Simone Tambaro research

Jack Lloyd Badman

Postdoctoral studies

Email: jack.lloyd.badman@ki.se

Wenjun Li

Postdoctoral studies

Email: wenjun.li@ki.se

Eileen Mac Sweeney

Phd student guest

Email: eileen.mac.sweeney@ki.se

I am currently a Senior Research Specialist / Docent (Associate Professor) at the Karolinska Institutet, where I lead an independent research line focused on elucidating the molecular and cellular mechanisms underlying Alzheimer's disease (AD). My research is primarily centered on identifying and characterizing novel target proteins implicated in the onset and progression crucial of this neurodegenerative condition, with the ultimate goal of developing more effective therapeutic strategies.

My academic training began in Italy, where I obtained a bachelor's degree in 2001 followed by a PhD in Neuroscience from University of Cagliari (2007-2010). Subsequently, I pursued a postdoctoral research at the University of Southern California (USC), USA (2010-2012). After, I was awarded a Marie Curie Postdoctoral Research Fellowship for the PET-BRAIN project (2012-2014), conducted in collaboration with Pharmaness-Neuroscienze (Italy) and the University of Aberdeen (UK).

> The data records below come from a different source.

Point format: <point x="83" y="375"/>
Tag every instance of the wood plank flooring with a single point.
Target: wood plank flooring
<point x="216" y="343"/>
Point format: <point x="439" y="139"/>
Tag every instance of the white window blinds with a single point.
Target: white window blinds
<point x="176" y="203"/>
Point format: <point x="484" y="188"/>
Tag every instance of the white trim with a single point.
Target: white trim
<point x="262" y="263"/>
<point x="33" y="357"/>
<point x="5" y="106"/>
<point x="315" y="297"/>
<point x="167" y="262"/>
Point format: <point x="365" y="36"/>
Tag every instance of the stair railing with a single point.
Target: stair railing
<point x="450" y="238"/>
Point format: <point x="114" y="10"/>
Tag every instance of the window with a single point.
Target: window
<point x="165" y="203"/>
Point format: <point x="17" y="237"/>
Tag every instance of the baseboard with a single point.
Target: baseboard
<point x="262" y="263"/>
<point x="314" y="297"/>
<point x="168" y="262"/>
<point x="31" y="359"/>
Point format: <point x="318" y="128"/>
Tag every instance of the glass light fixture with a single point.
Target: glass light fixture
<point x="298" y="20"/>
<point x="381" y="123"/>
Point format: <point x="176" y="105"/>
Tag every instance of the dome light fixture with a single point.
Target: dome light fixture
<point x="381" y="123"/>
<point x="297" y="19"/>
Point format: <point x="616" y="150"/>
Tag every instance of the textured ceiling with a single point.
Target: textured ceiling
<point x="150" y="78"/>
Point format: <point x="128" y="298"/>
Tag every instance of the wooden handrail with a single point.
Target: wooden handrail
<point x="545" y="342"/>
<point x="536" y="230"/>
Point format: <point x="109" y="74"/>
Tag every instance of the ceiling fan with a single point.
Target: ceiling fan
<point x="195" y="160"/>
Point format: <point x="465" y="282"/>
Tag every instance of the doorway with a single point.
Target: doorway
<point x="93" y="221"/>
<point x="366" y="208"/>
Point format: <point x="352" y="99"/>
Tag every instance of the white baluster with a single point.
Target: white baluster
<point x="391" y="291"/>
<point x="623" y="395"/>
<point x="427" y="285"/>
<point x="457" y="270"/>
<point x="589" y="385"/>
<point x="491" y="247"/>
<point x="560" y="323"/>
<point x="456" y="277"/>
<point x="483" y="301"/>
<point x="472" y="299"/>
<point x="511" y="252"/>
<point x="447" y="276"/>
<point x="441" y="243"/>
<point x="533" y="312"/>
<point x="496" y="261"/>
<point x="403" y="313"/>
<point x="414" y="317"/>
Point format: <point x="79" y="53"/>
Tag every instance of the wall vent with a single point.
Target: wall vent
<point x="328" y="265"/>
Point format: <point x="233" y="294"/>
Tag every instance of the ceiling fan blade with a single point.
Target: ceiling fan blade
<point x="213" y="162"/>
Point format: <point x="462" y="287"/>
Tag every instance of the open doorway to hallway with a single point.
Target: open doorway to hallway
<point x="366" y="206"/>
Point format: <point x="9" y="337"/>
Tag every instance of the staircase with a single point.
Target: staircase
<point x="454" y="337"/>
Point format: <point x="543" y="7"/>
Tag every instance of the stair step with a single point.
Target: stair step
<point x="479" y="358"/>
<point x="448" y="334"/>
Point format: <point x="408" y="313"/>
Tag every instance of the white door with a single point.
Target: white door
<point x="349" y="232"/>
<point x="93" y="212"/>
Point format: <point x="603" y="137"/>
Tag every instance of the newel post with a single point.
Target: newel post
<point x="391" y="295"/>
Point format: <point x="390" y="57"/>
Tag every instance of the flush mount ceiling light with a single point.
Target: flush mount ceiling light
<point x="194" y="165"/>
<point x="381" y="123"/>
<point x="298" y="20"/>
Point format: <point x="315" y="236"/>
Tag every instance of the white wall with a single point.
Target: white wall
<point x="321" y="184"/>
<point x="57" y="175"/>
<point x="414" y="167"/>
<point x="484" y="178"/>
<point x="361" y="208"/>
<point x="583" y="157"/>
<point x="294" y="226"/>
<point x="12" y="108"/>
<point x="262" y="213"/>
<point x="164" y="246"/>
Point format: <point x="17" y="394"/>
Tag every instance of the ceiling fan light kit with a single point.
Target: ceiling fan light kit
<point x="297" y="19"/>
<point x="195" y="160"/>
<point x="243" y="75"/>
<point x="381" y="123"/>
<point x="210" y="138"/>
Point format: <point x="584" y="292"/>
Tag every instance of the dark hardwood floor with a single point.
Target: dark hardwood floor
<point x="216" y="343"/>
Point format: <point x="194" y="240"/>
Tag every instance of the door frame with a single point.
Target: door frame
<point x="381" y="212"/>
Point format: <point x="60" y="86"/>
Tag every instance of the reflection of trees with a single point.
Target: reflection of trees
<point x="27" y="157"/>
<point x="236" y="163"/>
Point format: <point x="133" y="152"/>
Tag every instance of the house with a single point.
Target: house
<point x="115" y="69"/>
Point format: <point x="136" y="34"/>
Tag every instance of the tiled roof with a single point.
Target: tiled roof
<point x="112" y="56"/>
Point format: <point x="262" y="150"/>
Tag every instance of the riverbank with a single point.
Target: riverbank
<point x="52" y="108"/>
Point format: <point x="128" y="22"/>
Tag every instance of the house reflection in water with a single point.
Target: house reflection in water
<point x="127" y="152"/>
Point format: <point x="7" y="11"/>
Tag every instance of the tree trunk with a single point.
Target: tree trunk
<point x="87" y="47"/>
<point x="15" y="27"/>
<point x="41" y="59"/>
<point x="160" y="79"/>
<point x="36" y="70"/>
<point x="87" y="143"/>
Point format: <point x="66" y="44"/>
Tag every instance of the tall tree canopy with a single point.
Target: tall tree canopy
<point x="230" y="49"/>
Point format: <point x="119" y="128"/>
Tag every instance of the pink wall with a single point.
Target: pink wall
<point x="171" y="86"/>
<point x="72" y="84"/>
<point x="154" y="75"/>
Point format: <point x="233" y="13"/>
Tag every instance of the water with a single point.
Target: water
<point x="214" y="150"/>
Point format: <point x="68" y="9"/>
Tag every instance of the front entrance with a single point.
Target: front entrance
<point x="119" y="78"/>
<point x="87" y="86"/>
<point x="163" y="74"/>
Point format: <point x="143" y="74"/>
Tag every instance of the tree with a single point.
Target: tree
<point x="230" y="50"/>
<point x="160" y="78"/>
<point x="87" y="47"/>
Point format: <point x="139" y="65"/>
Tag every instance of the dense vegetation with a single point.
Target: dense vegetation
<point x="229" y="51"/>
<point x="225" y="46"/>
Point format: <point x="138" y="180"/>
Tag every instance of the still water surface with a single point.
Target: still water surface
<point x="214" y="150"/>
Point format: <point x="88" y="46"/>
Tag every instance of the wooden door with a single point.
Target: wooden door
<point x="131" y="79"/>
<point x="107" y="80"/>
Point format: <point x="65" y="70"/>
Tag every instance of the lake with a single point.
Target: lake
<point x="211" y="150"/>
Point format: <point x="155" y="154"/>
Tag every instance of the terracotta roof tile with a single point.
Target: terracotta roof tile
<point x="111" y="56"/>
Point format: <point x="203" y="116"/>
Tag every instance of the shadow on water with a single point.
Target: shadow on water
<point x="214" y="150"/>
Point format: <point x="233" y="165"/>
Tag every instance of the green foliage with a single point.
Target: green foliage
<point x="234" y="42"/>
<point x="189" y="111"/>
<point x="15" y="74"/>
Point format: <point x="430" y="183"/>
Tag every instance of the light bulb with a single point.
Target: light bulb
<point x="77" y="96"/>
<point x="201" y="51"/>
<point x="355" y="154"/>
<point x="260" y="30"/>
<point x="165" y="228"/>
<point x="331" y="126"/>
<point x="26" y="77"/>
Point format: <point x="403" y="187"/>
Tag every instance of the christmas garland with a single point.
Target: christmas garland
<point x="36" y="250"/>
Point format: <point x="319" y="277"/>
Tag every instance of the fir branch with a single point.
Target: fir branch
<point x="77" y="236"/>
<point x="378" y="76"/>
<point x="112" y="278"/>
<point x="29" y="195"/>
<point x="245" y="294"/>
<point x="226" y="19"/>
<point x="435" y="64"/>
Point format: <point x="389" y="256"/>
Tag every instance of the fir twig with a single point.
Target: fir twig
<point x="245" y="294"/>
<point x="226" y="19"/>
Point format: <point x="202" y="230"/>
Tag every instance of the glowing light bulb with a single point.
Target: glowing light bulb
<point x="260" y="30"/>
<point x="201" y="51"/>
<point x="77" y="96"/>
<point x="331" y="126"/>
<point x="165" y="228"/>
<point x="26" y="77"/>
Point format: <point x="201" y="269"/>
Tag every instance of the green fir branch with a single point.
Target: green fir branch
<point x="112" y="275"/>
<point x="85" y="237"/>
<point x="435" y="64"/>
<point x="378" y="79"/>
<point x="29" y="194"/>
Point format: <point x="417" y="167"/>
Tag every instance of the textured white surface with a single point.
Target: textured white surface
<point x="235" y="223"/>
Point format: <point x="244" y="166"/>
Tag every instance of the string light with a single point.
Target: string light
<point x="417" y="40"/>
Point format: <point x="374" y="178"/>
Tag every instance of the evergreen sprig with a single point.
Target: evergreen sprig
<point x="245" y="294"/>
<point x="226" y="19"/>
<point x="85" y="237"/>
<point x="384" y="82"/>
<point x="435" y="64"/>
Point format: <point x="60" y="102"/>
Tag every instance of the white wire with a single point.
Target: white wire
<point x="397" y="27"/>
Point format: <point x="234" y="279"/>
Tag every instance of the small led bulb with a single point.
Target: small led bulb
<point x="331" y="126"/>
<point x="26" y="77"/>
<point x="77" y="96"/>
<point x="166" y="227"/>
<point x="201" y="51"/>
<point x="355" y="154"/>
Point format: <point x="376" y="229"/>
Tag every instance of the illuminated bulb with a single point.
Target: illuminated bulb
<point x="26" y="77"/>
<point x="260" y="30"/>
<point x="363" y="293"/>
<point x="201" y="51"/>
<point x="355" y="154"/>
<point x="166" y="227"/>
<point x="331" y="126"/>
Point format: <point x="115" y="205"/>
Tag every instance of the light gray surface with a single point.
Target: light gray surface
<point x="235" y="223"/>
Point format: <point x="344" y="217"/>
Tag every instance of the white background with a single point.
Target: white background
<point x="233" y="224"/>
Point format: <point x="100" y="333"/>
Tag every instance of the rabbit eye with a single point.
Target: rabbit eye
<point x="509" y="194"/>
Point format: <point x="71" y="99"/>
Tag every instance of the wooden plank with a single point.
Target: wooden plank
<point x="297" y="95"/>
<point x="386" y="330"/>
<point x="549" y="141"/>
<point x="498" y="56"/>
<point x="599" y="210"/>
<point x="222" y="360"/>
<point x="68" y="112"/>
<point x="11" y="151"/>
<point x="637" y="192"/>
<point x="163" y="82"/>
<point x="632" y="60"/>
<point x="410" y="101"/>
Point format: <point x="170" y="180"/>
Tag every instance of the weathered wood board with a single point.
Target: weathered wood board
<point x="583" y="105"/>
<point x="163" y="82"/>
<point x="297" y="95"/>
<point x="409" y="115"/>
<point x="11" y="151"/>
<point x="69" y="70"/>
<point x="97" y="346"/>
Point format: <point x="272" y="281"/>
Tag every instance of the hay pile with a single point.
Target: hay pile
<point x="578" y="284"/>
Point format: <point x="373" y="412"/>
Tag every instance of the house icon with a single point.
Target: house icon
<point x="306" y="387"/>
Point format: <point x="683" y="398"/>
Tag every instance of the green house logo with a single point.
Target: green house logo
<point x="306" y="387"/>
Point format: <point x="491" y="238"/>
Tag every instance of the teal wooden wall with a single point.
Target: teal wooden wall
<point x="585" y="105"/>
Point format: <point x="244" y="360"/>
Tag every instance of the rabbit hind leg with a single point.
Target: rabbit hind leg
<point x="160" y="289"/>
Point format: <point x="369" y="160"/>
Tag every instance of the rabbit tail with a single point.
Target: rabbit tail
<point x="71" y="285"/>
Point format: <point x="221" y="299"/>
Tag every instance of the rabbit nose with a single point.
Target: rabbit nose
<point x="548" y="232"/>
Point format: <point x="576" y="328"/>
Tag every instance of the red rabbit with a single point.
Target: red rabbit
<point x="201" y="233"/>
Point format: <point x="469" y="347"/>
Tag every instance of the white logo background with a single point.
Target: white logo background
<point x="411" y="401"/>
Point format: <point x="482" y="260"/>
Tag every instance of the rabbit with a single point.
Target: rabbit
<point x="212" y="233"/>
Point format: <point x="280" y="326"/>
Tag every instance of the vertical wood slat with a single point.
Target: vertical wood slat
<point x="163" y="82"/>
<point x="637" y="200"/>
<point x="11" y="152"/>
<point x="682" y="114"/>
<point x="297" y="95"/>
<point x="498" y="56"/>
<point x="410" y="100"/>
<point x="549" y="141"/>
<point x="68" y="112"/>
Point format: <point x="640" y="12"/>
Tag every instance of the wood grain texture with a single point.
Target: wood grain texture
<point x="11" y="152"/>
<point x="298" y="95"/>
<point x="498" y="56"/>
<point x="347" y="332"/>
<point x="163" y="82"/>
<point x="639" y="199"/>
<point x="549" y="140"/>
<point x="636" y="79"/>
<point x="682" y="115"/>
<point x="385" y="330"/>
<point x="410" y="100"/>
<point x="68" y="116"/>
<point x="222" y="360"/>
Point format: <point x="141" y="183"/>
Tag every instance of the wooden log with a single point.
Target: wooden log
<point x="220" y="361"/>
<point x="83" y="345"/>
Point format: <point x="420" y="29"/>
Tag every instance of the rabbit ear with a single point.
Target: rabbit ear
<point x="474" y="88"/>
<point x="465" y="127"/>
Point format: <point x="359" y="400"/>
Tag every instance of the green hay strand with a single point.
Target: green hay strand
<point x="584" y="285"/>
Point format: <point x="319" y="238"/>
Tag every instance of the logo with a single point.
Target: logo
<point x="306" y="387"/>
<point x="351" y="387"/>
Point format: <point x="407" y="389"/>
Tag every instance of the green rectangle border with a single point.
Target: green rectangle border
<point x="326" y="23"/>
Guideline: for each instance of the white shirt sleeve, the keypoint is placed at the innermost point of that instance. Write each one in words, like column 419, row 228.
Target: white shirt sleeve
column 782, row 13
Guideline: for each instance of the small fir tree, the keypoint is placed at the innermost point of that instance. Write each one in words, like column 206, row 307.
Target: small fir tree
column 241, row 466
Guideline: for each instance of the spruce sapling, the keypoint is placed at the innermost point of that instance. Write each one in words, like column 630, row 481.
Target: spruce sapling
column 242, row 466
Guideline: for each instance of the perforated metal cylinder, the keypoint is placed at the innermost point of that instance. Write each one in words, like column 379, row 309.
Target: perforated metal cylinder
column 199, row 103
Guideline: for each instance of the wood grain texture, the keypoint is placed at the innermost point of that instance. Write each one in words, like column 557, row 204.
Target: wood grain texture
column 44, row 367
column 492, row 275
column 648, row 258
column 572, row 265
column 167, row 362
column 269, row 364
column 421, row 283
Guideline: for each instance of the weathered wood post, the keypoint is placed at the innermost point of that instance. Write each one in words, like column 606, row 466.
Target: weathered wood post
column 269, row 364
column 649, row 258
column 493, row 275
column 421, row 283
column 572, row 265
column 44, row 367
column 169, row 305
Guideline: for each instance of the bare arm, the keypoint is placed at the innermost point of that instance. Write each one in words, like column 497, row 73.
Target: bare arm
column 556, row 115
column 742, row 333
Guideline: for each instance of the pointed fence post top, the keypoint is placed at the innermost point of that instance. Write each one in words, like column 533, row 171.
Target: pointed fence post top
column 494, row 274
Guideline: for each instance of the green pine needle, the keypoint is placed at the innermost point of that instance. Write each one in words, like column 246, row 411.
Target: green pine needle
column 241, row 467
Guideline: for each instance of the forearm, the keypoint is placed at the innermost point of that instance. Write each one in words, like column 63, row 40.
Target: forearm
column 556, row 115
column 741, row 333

My current work involves investigating the role of the intramembrane signal peptide peptidase-like proteins (SPPLs) in particular SPPL2b and SPPL2a in AD pathology. Utilizing advanced animal models of AD, particularly the APP-knock-in mouse model App^NL-G-F, my research aims to assess the therapeutic potential of targeting SPPL2b. Their investigations extend to examining the role of key pathological hallmarks of AD, such as the accumulation of amyloid-beta (Aβ) plaques and the presence of neuroinflammation within the brain . By focusing on these fundamental aspects of the disease, our work aims to contribute to the development of more effective strategies for diagnosis and treatment.

The Role of SPPL2b in Alzheimer's Disease

SPPL2b has emerged as a promising therapeutic target for AD. SPPL2b is brain-specific and predominantly expressed in the hippocampus and cortex.

SPPL2b structure and substrate proteolysis.

SPPL2b belongs to the same protein family as Presenilin 1, the catalytic site of gamma secretase complex, and regulates the cleavage of proteins associated with 1) amyloid formation (BRI2, CD74), 2) inflammation (TNFα, Clec7a, and Lox-1), and 3) synaptic function (Neuregulin-1, VAMP2) (13-16) (Figure 1). In particular, the SPPL2b substrate BRI2 has been proposed as an anti-Alzheimer's protein (17). BRI2 is a transmembrane protein, highly expressed in neurons and glia just as SPPL2b. Under physiological conditions, BRI2 interacts with APP, forming a BRI2-APP complex that negatively regulates Aβ production by inhibiting APP processing (18).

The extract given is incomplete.